Imposing term limits on justices who sit on the U.S. Supreme Court could bring significant changes to the nation’s highest court, suggests a forthcoming paper from two Washington University in St. Louis law professors.

“Our results reveal that term limits are likely to produce dramatic changes in the ideological composition of the court,” wrote Daniel Epps and Kyle Rozema, associate professors of law and co-authors of the paper “Designing Supreme Court Term Limits,” forthcoming in the Southern California Law Review.

“Most significantly, the Supreme Court had extreme ideological imbalance for 60% of the time since President Franklin Roosevelt’s effort to pack the court (in 1937), but any of the major term-limit proposals would have reduced the amount of time with extreme imbalance by almost half,” the authors wrote.

The paper is co-authored with Adam Chilton of the University of Chicago Law School and Maya Sen of the Harvard Kennedy School.

Currently, the Supreme Court consists of a chief justice and eight associate justices. Each has lifetime tenure. When a vacancy occurs, the president appoints a new justice.

This lifetime appointment “helps to insulate the justices from political pressures, but it also results in unpredictable deaths and strategic retirements determining the timing of court vacancies,” the authors wrote in the paper.

The new analysis provides “a framework for designing a complete term-limits proposal and develops an empirical strategy to assess the effects of instituting term limits.”

Using this strategy, the authors were able to simulate how term limits might have shaped decisions made by the court over the past 80 years.

They found proposals that commence appointing term-limited justices immediately could complete the transition in just 16 years, but proposals that wait until after the sitting justices leave the court to appoint term-limited justices would take an average of 52 years to complete the transition. 

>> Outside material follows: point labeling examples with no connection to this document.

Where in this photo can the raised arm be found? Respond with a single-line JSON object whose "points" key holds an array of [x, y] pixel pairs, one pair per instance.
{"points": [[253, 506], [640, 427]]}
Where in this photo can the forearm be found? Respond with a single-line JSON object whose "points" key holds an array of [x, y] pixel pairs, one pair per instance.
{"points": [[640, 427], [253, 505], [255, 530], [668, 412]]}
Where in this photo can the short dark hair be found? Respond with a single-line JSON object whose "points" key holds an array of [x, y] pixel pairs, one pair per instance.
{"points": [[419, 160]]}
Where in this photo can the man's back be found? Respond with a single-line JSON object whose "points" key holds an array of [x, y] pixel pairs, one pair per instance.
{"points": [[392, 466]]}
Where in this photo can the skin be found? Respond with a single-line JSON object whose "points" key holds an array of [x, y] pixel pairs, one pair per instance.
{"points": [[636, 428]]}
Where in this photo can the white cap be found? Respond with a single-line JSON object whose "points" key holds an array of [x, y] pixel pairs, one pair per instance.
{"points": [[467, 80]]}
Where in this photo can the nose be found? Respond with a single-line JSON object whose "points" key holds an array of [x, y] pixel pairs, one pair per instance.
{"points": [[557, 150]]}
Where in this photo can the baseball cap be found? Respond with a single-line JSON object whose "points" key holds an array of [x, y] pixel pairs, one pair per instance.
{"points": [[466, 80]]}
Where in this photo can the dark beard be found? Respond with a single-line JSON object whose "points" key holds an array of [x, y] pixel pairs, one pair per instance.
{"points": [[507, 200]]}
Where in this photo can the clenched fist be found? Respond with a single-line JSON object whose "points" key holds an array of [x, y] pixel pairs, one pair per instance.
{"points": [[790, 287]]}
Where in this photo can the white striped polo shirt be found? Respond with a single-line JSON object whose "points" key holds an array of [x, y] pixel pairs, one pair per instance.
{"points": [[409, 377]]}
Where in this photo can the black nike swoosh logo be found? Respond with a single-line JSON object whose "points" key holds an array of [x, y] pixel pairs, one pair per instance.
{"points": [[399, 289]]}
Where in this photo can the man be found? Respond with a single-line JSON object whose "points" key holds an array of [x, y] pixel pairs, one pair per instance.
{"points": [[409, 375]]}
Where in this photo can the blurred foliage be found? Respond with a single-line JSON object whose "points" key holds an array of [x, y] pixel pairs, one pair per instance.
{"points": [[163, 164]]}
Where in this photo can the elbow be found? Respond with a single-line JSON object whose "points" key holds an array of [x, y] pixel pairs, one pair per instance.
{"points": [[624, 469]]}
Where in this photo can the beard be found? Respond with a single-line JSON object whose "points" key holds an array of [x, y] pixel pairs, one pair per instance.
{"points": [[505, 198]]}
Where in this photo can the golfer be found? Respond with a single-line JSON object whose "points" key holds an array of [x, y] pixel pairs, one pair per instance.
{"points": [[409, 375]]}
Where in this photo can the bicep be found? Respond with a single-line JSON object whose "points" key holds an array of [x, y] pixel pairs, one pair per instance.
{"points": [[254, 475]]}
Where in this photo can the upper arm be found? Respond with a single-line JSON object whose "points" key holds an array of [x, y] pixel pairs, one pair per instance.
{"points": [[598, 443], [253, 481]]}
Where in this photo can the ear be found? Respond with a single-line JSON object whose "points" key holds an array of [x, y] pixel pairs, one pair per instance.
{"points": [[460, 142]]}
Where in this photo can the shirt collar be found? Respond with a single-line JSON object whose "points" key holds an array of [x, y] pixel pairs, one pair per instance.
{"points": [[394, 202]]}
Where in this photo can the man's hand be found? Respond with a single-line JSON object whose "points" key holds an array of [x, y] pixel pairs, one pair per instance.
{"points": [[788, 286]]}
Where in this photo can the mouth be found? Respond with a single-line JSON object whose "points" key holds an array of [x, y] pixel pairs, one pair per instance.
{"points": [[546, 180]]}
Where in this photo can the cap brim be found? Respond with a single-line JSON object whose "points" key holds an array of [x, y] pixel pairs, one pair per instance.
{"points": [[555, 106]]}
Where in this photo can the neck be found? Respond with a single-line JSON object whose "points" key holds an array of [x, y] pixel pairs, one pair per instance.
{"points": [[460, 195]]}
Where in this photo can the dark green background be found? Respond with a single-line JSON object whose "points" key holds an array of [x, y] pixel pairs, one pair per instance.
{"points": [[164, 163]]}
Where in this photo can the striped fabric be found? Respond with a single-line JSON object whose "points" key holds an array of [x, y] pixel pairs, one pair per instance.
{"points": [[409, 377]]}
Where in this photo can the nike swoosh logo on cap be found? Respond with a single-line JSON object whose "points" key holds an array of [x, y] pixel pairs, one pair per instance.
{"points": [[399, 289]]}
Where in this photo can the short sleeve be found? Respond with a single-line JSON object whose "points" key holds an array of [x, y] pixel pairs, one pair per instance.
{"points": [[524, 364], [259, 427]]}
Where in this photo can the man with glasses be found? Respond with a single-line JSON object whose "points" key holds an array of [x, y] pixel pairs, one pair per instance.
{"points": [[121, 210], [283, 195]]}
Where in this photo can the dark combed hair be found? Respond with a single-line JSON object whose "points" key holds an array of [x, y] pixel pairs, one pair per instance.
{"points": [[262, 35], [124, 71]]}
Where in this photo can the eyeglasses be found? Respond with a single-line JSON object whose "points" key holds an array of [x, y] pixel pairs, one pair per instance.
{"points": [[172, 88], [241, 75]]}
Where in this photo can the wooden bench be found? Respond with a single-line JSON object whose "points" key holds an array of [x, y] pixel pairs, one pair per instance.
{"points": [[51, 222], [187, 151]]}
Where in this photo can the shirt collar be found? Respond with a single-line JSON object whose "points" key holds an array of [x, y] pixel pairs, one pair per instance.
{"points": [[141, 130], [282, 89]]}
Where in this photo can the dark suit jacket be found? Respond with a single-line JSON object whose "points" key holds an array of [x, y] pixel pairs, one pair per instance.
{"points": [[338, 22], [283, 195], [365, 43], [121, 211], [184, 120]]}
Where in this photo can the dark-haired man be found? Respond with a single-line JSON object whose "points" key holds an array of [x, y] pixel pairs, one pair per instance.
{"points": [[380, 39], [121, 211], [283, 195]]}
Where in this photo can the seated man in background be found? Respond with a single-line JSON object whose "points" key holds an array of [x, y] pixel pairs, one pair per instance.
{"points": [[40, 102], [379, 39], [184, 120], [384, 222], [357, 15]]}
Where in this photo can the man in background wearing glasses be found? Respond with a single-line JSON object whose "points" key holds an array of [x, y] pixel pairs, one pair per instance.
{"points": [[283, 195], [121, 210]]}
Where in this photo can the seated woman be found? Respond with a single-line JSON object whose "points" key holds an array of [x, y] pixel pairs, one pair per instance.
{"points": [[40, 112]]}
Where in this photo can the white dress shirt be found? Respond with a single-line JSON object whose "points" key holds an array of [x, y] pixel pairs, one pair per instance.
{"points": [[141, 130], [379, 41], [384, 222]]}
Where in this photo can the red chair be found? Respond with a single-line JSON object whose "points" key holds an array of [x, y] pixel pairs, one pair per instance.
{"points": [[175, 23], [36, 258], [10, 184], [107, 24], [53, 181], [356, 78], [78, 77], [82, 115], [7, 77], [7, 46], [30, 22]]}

“If policy makers do decide to implement term limits, our research offers concrete guidance on how to design such a regime,” the authors wrote. “We not only provide a framework that guides analysis of any potential proposal, but also shows how the choices that are made lead to substantial differences across a range of key outcomes. In short, our research reveals that term limits in general and the details of any limits reform in particular would both have profound implications for the functioning of the court.”

Epps has previously suggested other possible routes for reforming the court, which include a balanced bench approach and a Supreme Court lottery.